Presentation Master's thesis - Vanessa Zyto - Psychological Methods
Presentation Master's thesis - Vanessa Zyto - Psychological Methods
- Start date
- 25-06-2026 16:00
- End date
- 25-06-2026 17:00
- Location
The increasing integration of artificial intelligence (AI) into online learning platforms has created new opportunities to provide scalable and personalized academic support to students. Despite the growing adoption of AI-based tutoring systems, empirical evidence regarding their impact on student learning outcomes remains limited. In particular, little is known about how AI tutors affect learning when students interact with them voluntarily in natural platform usage contexts. This study examined the effect of an AI-based tutor on student learning outcomes within the online learning platform StudyGo.
Using platform log data, learning outcomes were operationalized as students’ correctness on topic-related practice exercises. To account for self-selection bias in students’ decisions to use the AI tutor, propensity score matching was applied to construct comparable groups of tutor and non-tutor user-topic attempts.

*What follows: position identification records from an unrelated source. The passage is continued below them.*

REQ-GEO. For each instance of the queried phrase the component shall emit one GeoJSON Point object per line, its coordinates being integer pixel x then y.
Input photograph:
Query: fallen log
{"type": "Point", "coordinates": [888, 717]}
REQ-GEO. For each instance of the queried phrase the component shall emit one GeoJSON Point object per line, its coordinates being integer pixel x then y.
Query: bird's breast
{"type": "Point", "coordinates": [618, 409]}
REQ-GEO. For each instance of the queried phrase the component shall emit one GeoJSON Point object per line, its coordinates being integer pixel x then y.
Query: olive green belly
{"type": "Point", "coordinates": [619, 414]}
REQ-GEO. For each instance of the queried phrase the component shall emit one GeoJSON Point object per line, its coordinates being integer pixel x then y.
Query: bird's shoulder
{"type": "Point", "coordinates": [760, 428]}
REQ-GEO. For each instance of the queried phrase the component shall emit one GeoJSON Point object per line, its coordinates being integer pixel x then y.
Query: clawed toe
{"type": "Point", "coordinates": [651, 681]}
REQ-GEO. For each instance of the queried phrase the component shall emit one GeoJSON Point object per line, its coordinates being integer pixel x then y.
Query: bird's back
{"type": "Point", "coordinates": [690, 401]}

In addition, a large language model (LLM)-assisted procedure was developed and validated to identify tutor-delivered practice questions within tutor-student conversations, allowing learning outcomes to be measured even when students practiced inside the tutor rather than through standard platform exercises.
The final matched sample consisted of 484 tutor attempts and 484 non-tutor attempts. Results from a linear mixed-effects model indicated no statistically significant effect of AI tutor usage on topic correctness. Thus, AI tutor usage was not associated with higher correctness after accounting for clustering within users and topics. These findings suggest that access to an AI tutor alone may not be sufficient to improve immediate exercise performance under realistic platform usage conditions. By leveraging large-scale observational data and causal inference techniques, this study contributes to the growing literature on AI-supported learning. Furthermore, it provides a methodological blueprint for evaluating AI tutoring systems in online learning platforms where randomized experiments are difficult to implement.